ECCO: European Crohn’s and Colitis Organization; IBD: Inflammatory bowel disease; IMIDs: Immune-mediated inflammatory diseases; JAK: Janus kinase; LBW: Low birth weight; TNF: Tumor necrosis factor; UC: Ulcerative colitis; N/A: Not applicable.

Table 2 Summary of systematic review and meta-analyses regarding the safety profiles of biologics and small molecules for pregnant women with inflammatory bowel disease

Biologics/small molecules	ECCO’s guideline[25]	Summaries of recent systematic review and meta-analysis
TNF inhibitors (monotherapy)	Low risk	There was an increased risk of preterm births, LBW, and cesarian section in patients with IBD treated with TNF inhibitors[27]. This study was limited in its understanding of whether anti-TNF monotherapy or its combination with thiopurines is associated with these risks
TNF inhibitors with thiopurines	Thiopurine discontinuation may be considered on an individualized basis	Meta-analyses including recent prospective studies that assess the risk of combination therapy for pregnant women with IBD are lacking
Vedolizumab	Low risk, limited data	Women treated with vedolizumab had an increased risk of preterm births and early pregnancy loss compared with those unexposed to vedolizumab during pregnancy.

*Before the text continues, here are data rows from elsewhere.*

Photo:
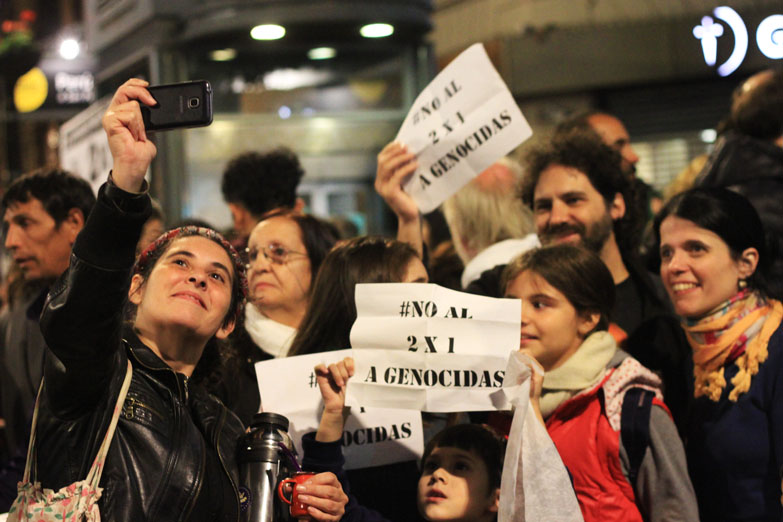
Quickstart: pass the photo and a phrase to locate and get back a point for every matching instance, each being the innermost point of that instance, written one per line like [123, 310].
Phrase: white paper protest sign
[372, 437]
[422, 346]
[461, 123]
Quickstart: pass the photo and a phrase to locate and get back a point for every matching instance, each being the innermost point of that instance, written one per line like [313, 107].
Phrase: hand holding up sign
[332, 382]
[536, 386]
[395, 165]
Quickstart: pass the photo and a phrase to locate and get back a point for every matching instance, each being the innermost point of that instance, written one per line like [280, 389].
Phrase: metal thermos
[262, 464]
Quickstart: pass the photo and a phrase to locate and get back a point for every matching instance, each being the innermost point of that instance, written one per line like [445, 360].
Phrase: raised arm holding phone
[172, 456]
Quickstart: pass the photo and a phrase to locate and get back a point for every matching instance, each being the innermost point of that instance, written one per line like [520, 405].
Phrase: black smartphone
[180, 105]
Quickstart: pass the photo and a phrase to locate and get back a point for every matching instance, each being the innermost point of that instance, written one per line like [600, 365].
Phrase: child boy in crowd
[461, 466]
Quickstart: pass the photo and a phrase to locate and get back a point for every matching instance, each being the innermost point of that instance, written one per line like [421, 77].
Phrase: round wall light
[267, 32]
[377, 30]
[322, 53]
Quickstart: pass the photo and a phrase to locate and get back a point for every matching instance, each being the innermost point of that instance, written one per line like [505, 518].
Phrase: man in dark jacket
[43, 213]
[749, 158]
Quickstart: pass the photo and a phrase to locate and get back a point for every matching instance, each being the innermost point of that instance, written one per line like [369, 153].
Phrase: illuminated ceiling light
[322, 53]
[769, 36]
[376, 30]
[708, 135]
[267, 32]
[223, 55]
[69, 49]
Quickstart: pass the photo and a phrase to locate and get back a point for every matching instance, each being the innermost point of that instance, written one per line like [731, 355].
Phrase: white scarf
[583, 370]
[270, 336]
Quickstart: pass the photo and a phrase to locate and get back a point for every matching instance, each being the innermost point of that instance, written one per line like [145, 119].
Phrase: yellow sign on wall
[30, 90]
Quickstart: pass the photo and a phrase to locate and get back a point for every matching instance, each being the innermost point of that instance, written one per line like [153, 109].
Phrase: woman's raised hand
[332, 382]
[536, 387]
[324, 496]
[130, 147]
[395, 165]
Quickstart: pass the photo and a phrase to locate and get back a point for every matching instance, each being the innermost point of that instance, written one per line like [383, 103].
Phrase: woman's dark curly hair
[216, 353]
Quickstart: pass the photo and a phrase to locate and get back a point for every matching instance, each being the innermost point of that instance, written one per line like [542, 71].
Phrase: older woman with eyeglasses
[284, 252]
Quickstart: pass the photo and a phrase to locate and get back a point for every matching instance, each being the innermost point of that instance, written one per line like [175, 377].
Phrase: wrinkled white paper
[372, 437]
[425, 347]
[535, 484]
[461, 123]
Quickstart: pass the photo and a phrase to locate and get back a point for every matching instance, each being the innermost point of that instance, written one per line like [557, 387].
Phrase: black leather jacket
[155, 468]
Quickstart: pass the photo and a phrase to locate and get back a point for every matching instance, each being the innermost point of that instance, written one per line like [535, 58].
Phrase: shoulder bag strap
[31, 444]
[94, 476]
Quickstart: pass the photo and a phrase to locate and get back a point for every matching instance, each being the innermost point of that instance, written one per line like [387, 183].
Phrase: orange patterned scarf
[737, 332]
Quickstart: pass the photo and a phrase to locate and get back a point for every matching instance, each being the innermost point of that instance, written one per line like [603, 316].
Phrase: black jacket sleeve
[83, 315]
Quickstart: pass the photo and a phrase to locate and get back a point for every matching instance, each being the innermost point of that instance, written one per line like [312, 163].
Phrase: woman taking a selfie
[714, 263]
[172, 456]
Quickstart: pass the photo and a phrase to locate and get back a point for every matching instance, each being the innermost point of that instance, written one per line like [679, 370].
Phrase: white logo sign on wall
[769, 38]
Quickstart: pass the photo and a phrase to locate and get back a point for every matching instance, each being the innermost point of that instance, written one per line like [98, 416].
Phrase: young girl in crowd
[567, 293]
[714, 265]
[172, 456]
[460, 471]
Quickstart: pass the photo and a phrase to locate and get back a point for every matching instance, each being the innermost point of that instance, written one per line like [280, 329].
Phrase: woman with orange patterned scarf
[714, 259]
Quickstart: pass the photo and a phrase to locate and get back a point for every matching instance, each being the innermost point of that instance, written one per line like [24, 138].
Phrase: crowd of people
[662, 390]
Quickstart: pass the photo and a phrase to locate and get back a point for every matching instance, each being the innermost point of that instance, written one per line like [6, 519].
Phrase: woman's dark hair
[318, 236]
[327, 323]
[729, 215]
[475, 439]
[577, 273]
[217, 354]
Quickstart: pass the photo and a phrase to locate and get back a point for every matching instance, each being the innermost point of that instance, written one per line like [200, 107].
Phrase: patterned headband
[156, 248]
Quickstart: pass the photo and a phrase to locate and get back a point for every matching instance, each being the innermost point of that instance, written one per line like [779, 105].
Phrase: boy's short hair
[475, 439]
[261, 182]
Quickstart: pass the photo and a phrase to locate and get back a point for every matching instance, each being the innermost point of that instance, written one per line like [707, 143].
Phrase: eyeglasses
[273, 252]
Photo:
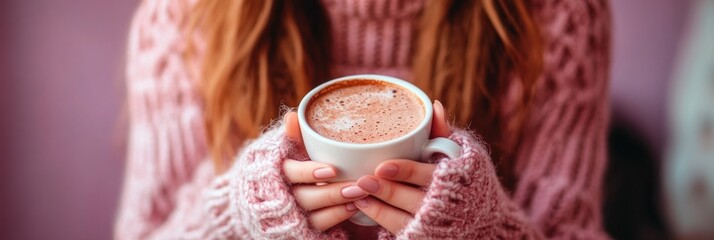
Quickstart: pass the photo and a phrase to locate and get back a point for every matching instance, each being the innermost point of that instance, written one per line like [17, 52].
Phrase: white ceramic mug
[354, 160]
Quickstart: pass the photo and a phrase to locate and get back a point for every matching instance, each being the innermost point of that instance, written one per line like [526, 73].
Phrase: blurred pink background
[61, 105]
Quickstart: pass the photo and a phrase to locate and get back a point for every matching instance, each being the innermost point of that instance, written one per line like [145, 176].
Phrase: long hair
[260, 54]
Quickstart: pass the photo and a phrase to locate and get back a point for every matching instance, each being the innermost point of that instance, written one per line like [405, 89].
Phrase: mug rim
[307, 129]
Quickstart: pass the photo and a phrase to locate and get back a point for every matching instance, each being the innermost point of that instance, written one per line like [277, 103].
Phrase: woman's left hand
[398, 184]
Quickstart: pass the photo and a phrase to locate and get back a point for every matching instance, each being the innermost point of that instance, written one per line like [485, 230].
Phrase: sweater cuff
[254, 200]
[465, 199]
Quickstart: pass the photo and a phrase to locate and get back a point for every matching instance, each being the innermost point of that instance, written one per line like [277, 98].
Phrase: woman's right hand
[326, 204]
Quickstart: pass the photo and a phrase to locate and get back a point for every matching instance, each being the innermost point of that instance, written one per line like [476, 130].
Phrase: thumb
[439, 125]
[292, 127]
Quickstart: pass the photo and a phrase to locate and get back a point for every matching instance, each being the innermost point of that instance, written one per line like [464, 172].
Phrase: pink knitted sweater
[171, 191]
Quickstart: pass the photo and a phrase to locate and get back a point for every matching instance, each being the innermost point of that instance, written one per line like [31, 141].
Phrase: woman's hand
[389, 183]
[398, 184]
[327, 205]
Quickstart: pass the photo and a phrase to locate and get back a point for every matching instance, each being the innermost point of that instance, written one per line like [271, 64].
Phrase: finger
[307, 171]
[311, 197]
[292, 127]
[399, 195]
[439, 127]
[390, 218]
[326, 218]
[404, 170]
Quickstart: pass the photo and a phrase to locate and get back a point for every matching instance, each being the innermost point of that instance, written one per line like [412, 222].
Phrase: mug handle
[441, 145]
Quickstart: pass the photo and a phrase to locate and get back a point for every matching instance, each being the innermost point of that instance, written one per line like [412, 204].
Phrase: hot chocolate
[364, 111]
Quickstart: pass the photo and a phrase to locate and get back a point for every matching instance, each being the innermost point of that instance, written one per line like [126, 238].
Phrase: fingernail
[352, 192]
[368, 184]
[439, 105]
[351, 207]
[362, 203]
[322, 173]
[388, 170]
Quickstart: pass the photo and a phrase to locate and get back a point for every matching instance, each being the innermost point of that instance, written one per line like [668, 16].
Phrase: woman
[204, 79]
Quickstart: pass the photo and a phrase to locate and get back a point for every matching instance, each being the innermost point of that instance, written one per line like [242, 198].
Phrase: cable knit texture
[171, 191]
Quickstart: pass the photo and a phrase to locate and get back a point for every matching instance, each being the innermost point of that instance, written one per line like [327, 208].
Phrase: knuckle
[409, 171]
[389, 192]
[331, 195]
[337, 214]
[378, 212]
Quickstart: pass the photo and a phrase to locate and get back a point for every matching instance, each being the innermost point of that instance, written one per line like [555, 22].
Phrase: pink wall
[61, 99]
[646, 38]
[63, 155]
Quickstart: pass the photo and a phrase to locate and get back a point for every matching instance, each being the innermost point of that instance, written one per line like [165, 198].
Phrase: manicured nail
[368, 184]
[322, 173]
[388, 170]
[352, 192]
[439, 105]
[351, 207]
[361, 203]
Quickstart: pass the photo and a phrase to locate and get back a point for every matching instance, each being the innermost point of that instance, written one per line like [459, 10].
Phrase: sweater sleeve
[561, 159]
[165, 135]
[251, 200]
[170, 190]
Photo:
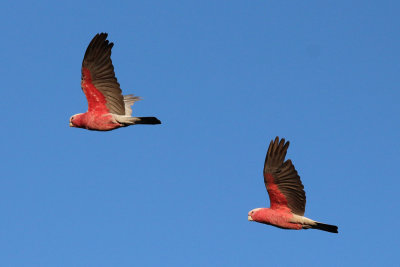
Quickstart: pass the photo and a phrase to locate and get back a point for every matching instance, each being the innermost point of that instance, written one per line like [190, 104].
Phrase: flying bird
[286, 194]
[108, 109]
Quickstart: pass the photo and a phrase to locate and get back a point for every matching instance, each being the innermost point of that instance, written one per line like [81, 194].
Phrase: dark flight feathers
[97, 60]
[285, 176]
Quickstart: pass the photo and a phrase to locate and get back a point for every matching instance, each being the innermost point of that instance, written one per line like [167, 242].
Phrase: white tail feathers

No differences were observed in the number of live births or congenital abnormalities[26,30]. The systematic review and meta-analyses’ results may be biased by disease activity
Ustekinumab	Low risk, limited data	A meta-analysis including two case studies showed that women treated with ustekinumab had an increased risk of early pregnancy loss compared with those treated with TNF inhibitors[26]. The prevalence of adverse pregnancy events was likely to be overestimated due to the small number of studies in this meta-analysis
JAK inhibitors	Contraindicated (no mention of upadacitinib)	N/A
Ozanimod	Contraindicated	N/A
Calcineurin inhibitors	Low risk, limited data	A meta-analysis including 4450 CNI-treated patients (4372 solid organ transplant recipients and 78 patients with IMIDs including IBD) showed that the rates of preterm delivery, LBW, and preeclampsia were 3–4 times greater than the rates in the general population. The risk of neonatal prematurity was higher in solid organ transplant recipients than in patients with IMIDs due to the higher risk of preeclampsia in solid organ transplant recipients. CNIs may be safer for pregnant women with immune-mediated diseases than for solid organ transplant recipients[38]

CNI: Calcineurin inhibitor; ECCO: European Crohn’s and Colitis Organization; IBD: Inflammatory bowel disease; IMIDs: Immune-mediated inflammatory diseases; JAK: Janus kinase; LBW: Low birth weight; TNF: Tumor necrosis factor; UC: Ulcerative colitis; N/A: Not applicable.